"To truly listen means to place yourself mentally and physically in a vulnerable state."
If you can guarantuee me this will not be abused in every situation ever and/or come back to haunt me, i will gladly always give up as much time as i can to actually listen. :)
Yeah. As phrased it is bad advice - nobody actually needs to be "vulnerable". Everyone should be in a headspace where they might actually change their mind rather than persuade the counterparty, which feels like vulnerability to people who define themselves by their own beliefs. The trick is not to do that; a person isn't their beliefs. People have beliefs, but those can change. They're still a person both before and after the change (which sounds a bit ridiculous to have to say, but by observation some people don't seem to believe it to be true).
I was the yielding type, not speaking up, letting others take charge. In my experience, it's not always worth it, especially if you care about the thing you are working on. I went so far as to just dissociate from everything and distance myself from others. The problem is that people deserve your honest opinion if you care about them, even if it's not what they want to hear. But it's so hard to spend mental energy to listen, correct, try to prove your point... even if you succeed, they will resent you for it.
Without effort there is rarely a big effort. You have to listen to achieve better results. If you don't listen, your results will be misaligned. Unfortunately no one can guarantee that you won't be abused. You have to ask yourself if the risk of being abused is worth the result (typical result: bigger money for a better program).

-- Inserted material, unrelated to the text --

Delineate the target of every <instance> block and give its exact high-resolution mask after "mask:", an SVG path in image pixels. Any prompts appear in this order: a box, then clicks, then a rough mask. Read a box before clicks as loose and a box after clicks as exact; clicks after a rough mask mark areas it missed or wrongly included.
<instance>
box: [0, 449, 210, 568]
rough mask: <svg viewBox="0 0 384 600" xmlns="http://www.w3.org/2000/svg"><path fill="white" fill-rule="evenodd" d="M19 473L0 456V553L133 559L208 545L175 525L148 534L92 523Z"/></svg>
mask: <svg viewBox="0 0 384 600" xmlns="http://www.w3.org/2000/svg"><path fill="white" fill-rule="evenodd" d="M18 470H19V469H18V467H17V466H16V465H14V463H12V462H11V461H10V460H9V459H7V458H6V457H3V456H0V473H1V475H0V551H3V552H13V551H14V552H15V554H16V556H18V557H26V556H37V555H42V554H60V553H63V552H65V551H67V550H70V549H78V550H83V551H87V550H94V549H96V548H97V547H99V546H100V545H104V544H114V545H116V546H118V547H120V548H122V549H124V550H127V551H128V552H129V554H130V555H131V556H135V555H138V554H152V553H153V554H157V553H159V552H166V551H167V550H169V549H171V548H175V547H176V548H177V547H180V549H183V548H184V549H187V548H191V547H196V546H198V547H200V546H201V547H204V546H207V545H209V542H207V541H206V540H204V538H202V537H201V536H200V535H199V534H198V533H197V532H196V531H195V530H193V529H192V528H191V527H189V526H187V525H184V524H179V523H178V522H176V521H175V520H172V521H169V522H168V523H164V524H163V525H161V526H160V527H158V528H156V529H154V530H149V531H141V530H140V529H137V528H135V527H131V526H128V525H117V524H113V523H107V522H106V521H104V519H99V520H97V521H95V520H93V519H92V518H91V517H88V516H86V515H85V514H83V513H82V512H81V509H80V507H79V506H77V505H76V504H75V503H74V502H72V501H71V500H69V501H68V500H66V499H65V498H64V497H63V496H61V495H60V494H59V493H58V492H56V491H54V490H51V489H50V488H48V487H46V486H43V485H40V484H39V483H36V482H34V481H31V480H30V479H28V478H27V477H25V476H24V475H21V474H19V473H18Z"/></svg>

Id guess by your smile there is an element of humor in your response, so this isn't a rebuttal, but rather i identified a lot with your point, and I was thinking that this is such a human response to vulnerability.
If it was guaranteed that it will not be abused or that I would regret it, it would not _be_ vulnerable. Just like its not bravery if I am not afraid or I am assured of my safety. Such a paradox. Being vulnerable for me is acknowledging that it might have an increased probability of a more negative outcome, but still trying to be vulnerable because of the huge connection unlocks that (often) occur in my experience.
On balance intellectually i am coming to see the expected value from being vulnerable in communications is high, but my little lizard brain keeps saying to me "what if you get hurt though" and being closed off haha. its an exercise to shut it up.